Hope for kidney transplant offers woman a chance for a normal life

Mary Anderson

Hope for kidney transplant offers woman a chance for a normal life
June 13
02:45 2019

By Monica Fatorma

The critical importance of the kidney, the organ that removes waste from the body, is sometimes taken for granted. Some people are born with just one kidney, some people lose a kidney to disease, but they go on to live normal lives. This may mislead people that the kidney may not be as crucial to survival as other organs. Dialysis, which helps mimic kidney function, is one treatment option, but when that is not enough, a healthcare provider may recommend a kidney transplant.

A couple years ago, Mary Anderson was given this very news. Once she started on dialysis in 2015, she could no longer work full time. Mary’s mom had also been on dialysis and Mary saw firsthand how difficult her fight was. Because of this and because of her healthcare background, she was apprehensive about quickly accepting the medical advice to go on dialysis, but decided to take the steps needed to get better.

It was hard for her to initially find the right healthcare provider that was in tune with her and she ended up talking to two nephrologists. Finally, after speaking to a cardiologist that recommended another nephrologist, she felt she had found a doctor with her best interests at heart. He quickly got her on hemodialysis and she started feeling better almost immediately. Eventually, however, Mary’s kidney function decreased to the point that she was told she would need a kidney transplant.

The process for finding a kidney donor is difficult and can be discouraging. Still, Mary continues to push forward and is hopeful saying, “This is not the path I would’ve chosen for myself, but God is ordering my steps.” She said she always heard this growing up in church, but expressed how people once tested usually do not feel the same about God’s influence in their lives. She has full faith that He is ordering her steps and if he chose this path for her, she will be okay.

In a world where chronic heart disease, blood pressure, and diabetes are on the rise, most individuals focus on heart health. Countless tools are on the market to assist in tracking heart diagnostics, but there are not too many tools to help assess kidney function without seeking professional help. Yet, these diseases are intertwined with kidney function. The kidney not only removes waste, but also aids in balancing electrolytes in the bloodstream which directly impact heart function and blood pressure. These imbalances occur with high blood pressure and diabetes and can lead to kidney failure.

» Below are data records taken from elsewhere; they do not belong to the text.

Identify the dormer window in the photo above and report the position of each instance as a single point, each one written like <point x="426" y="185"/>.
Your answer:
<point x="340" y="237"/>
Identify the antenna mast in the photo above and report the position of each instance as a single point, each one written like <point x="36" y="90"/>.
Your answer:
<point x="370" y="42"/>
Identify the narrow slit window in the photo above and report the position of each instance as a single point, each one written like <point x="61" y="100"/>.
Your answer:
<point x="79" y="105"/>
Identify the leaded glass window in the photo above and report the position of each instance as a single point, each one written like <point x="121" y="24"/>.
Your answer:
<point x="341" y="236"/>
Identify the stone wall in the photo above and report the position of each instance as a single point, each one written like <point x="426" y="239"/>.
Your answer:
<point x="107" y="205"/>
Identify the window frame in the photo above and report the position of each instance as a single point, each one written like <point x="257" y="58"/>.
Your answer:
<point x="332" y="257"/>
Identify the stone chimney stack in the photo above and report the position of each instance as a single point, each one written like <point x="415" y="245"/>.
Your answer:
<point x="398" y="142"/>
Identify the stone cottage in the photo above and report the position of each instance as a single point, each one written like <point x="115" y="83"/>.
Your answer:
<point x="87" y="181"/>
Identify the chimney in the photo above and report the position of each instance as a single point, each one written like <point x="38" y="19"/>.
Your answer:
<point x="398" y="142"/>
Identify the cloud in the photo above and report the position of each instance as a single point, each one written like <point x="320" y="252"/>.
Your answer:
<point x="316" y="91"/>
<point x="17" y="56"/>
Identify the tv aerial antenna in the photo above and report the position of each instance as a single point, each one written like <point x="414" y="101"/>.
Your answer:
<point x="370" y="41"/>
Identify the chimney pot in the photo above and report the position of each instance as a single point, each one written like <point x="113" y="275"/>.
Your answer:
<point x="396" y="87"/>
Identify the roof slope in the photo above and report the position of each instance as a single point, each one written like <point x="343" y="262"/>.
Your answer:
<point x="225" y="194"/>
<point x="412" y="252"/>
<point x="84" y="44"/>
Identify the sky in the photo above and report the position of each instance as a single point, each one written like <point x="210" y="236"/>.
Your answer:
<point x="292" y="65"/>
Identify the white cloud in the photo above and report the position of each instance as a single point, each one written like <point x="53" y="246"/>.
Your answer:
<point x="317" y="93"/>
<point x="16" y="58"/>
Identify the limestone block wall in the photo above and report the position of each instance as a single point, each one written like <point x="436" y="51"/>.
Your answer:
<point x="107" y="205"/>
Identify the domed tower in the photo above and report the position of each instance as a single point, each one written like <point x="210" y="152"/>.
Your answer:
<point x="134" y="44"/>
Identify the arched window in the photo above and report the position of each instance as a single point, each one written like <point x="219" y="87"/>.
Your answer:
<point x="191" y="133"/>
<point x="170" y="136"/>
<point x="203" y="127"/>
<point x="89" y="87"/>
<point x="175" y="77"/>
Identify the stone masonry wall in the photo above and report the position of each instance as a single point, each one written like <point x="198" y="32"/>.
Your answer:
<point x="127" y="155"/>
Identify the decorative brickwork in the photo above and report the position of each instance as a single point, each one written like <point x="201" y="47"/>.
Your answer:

In 2015 it was reported that kidney disease was the ninth leading cause of death in the U.S. It is estimated that 31 million people in the U.S. suffer from this disease, with African Americans as much as four times more likely to develop this disease than any other race. A big contributor to the racial disparity is lack of access to health care. Fortunately, with recent advances to medical technology, there is hope.

When asked what advice she would give other people also frustrated with healthcare professionals and the healthcare industry. Mary said, “If you don’t get the satisfaction you think you need, always get a second opinion. No one knows your body more than you. Get with a doctor that has lots of passion and won’t push you off as just another patient.”

Every organ and part of the body has a purpose and just as there is a purpose and reason for everything within us, there is a purpose and reason for everything around us. Anyone who is faced with this news needs to remember, as Mary put it, “You know your body.” If you are in this type of situation, find a healthcare provider that does not see you as just a statistic, always ask questions, and most of all, stay hopeful.